Chiara Fliegner

**Name of the Vulnerable Software and Affected Versions** epa4all-client versions prior to 1.2.5 **Description** Any network-reachable caller can write arbitrary documents to any patient's electronic health record accessible by the institution's SMC-B card. In misconfigured deployments, such as those following the production Docker example in the README, this can be exploited from the local network without credentials. **Recommendations** Update to version 1.2.5. Use network policies or proxies to enforce service-to-service authentication via mTLS (Mutual Transport Layer Security), which is a process where both parties in a communication link authenticate each other. Run the service in an isolated network namespace, such as a Kubernetes sidecar. Implement a service-mesh with corresponding policies.

**Name of the Vulnerable Software and Affected Versions** epa4all-client versions prior to 1.2.2 **Description** An attacker positioned on the network path between the ePA service and the Konnektor can present any TLS certificate, such as self-signed, expired, or those with an incorrect Common Name (CN), to intercept all SOAP traffic.
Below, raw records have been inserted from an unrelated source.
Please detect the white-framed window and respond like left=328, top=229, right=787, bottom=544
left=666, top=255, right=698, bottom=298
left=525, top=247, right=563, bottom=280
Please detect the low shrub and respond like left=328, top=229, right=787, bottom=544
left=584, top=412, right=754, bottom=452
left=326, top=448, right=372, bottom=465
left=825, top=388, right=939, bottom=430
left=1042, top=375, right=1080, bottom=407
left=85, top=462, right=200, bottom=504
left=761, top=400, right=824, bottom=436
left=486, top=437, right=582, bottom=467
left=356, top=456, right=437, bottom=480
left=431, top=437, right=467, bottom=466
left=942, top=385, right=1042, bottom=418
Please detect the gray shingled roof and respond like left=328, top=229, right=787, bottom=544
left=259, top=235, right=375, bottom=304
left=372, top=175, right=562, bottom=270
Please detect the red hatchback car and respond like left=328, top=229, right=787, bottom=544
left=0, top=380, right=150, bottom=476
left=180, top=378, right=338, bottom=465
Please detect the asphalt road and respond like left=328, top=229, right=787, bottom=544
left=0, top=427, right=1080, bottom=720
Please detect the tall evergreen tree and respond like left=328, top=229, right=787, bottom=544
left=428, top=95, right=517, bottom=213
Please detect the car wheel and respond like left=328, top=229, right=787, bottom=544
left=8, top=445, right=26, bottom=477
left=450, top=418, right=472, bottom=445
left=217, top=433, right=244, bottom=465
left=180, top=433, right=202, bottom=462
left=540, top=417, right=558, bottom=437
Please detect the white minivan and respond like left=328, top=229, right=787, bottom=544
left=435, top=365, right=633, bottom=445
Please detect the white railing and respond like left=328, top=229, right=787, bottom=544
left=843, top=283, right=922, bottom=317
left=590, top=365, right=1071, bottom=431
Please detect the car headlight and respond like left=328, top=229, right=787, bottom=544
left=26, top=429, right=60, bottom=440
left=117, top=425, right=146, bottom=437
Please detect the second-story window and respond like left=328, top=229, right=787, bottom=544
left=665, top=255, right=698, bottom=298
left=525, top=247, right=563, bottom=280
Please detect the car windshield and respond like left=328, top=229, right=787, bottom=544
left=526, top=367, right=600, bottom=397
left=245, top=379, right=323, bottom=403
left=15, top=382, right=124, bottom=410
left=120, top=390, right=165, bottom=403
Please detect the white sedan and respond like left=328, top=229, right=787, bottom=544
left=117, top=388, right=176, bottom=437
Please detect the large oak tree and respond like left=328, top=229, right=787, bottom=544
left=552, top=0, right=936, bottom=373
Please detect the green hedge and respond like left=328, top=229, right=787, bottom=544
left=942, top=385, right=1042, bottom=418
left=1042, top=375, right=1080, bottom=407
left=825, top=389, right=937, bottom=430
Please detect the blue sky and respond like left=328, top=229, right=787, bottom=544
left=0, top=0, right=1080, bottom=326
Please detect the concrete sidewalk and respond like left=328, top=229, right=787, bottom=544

This interception may expose patient identifiers (KVNR), SMC-B card operations involving authentication and signing, document content, and credential exchanges. **Recommendations** Update to version 1.2.2. Use the library directly instead of the REST wrapper as a temporary workaround.

**Name of the Vulnerable Software and Affected Versions** epa4all-client versions prior to 1.2.2 **Description** An attacker capable of performing a Man-in-the-Middle (MITM) attack on the TLS connection between the client and the Identity Provider (IDP) within the Telematik Infrastruktur network can substitute a forged discovery document. This document redirects the `uri puk idp enc` and `uri puk idp sig` variables to URLs controlled by the attacker. Consequently, the client encrypts the SMC-B-signed challenge response using the attacker's encryption key and sends it via a POST request to the attacker's authentication endpoint, allowing the capture of signed authentication material. **Recommendations** Update to version 1.2.2.

**Name of the Vulnerable Software and Affected Versions** epa4all-client (affected versions not specified) **Description** A signature bypass exists in the `isTrusted()` function of the `SignedPublicKeysTrustValidatorImpl` class. The ECDSA signature verification process discards the boolean return value of the `Signature.verify()` function. Although the system performs certificate chain validation, OCSP checks, and signature algorithm setup, it fails to verify if the signature actually matches, resulting in the function returning true for any structurally valid signature. **Recommendations** Update to the version that includes the fix provided in pull request #34.